Maharashtra on Thursday amended its air travel rules making seven-day institutional quarantine mandatory for passengers from only three "high-risk" countries -- South Africa, Botswana and Zimbabwe.
Earlier, the state government's November 30 order had made institutional quarantine mandatory for passengers arriving from all `at risk' countries in the central government's list in view of global concerns over the Omicron variant of coronavirus.
Maharashtra Chief Secretary Debashish Chakravarty earlier in the day had said the state government was considering a revision of its guidelines, a day after the Centre wrote to the state saying its order was in divergence with the COVID-19 guidelines issued by the Union government.
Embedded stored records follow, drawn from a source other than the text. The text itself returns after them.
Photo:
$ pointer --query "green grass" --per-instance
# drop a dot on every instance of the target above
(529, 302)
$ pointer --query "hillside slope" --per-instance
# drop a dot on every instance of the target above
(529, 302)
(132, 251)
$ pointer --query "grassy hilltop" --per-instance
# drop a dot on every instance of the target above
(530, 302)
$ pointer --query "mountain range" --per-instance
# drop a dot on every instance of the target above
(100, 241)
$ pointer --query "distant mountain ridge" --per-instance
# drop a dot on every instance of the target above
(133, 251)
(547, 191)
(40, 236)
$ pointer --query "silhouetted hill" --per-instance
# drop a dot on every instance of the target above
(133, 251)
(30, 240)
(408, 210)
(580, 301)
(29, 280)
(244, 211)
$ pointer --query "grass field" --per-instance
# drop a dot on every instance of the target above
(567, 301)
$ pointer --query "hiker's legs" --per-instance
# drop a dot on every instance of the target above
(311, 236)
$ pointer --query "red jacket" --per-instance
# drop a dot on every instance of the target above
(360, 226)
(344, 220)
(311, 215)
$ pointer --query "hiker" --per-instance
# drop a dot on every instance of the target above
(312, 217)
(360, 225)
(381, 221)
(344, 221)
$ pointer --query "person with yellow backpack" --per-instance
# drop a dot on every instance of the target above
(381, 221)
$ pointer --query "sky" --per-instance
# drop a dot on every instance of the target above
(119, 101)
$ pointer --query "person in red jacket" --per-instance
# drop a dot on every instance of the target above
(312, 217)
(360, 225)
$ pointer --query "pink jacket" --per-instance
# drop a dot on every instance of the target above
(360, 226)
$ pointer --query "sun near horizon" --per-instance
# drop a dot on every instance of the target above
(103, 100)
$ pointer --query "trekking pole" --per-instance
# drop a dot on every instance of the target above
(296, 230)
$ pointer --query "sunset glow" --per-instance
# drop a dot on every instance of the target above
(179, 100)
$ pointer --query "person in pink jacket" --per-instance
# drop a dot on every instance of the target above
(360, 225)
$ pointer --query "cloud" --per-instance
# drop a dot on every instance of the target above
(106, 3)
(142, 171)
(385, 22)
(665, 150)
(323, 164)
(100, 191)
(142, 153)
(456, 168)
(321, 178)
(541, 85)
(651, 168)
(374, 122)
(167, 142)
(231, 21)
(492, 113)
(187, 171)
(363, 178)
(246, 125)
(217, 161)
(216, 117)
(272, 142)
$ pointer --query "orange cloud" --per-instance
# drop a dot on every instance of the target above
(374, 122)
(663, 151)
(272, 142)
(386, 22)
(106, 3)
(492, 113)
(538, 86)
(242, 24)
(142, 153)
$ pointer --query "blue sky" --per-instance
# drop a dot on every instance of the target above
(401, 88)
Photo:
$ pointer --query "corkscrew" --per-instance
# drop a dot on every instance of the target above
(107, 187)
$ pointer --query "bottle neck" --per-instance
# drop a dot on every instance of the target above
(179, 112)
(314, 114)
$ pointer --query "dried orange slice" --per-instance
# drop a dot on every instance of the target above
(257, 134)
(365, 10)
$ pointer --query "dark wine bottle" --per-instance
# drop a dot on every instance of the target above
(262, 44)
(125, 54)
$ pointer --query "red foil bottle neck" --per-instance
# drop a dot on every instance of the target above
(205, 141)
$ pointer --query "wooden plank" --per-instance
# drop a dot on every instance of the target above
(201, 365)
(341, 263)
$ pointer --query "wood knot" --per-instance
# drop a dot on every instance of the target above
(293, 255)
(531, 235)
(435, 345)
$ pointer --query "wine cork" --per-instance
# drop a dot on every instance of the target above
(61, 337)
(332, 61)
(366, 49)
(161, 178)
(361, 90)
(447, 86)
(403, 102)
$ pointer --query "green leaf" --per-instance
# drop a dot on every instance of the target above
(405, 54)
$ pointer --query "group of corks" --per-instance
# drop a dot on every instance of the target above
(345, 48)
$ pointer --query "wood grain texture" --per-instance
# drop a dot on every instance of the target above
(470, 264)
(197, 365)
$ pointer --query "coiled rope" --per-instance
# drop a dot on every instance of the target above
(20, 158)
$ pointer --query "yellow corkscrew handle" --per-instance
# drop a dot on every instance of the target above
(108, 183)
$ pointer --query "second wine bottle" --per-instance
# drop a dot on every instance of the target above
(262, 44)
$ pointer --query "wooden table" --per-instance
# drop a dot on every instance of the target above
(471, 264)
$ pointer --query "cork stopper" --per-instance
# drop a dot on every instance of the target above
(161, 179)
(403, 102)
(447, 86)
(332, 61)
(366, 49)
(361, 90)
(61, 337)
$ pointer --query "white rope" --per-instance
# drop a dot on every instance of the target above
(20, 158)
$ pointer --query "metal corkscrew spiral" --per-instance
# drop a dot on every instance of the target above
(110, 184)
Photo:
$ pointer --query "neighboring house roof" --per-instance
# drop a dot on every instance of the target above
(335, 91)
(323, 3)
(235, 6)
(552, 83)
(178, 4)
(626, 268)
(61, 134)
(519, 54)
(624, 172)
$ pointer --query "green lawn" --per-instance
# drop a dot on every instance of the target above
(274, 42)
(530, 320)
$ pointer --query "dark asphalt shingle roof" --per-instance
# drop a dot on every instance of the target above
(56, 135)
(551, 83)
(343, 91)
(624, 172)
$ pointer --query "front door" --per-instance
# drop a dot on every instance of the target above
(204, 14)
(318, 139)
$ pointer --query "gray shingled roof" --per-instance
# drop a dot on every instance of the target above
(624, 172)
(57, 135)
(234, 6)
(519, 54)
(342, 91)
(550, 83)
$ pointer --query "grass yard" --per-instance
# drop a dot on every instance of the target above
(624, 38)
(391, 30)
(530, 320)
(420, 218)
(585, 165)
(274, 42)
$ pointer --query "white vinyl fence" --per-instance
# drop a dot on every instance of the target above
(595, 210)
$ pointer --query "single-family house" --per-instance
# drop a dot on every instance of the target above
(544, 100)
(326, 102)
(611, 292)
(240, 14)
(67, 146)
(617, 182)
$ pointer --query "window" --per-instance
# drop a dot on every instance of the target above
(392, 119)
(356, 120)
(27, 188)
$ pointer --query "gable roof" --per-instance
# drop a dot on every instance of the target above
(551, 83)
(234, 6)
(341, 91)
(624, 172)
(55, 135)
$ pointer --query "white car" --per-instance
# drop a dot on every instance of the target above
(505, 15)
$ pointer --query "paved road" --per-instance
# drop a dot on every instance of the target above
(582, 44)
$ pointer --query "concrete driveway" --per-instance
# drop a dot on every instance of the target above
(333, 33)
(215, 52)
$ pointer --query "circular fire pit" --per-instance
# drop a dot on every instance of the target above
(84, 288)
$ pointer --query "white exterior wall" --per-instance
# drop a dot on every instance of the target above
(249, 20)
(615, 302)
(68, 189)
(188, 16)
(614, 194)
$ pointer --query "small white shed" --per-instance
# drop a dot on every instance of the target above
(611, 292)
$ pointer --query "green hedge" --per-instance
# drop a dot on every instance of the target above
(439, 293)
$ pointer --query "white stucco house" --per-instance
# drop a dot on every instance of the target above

As per the latest order, South Africa, Botswana and Zimbabwe have been categorized as "high-risk" countries in view of the Omicron threat.
"High-risk air passengers" (for whom institutional quarantine would be mandatory) would be those arriving from above three countries or those who have visited these three countries in the past 15 days, said the government release.
Such passengers will be deplaned on priority and separate counters will be arranged at all international airports in Maharashtra for screening and verification. They will undergo RT-PCR test immediately on arrival, and a second test will be conducted on the 7th day, the release said.
If the RT-PCR test is positive, the passenger will be shifted to a hospital. In case the test is negative on the 7th day, the passenger will be asked to undergo further seven-day quarantine at home.
Information regarding travel in the last 15 days shall be checked by immigration on arrival, and furnishing incorrect information will lead to action under the Disaster Management Act, the release warned.
For domestic travel, passengers will either have to be fully vaccinated, or carry negative RT-PCR test report obtained within 72 hours before boarding.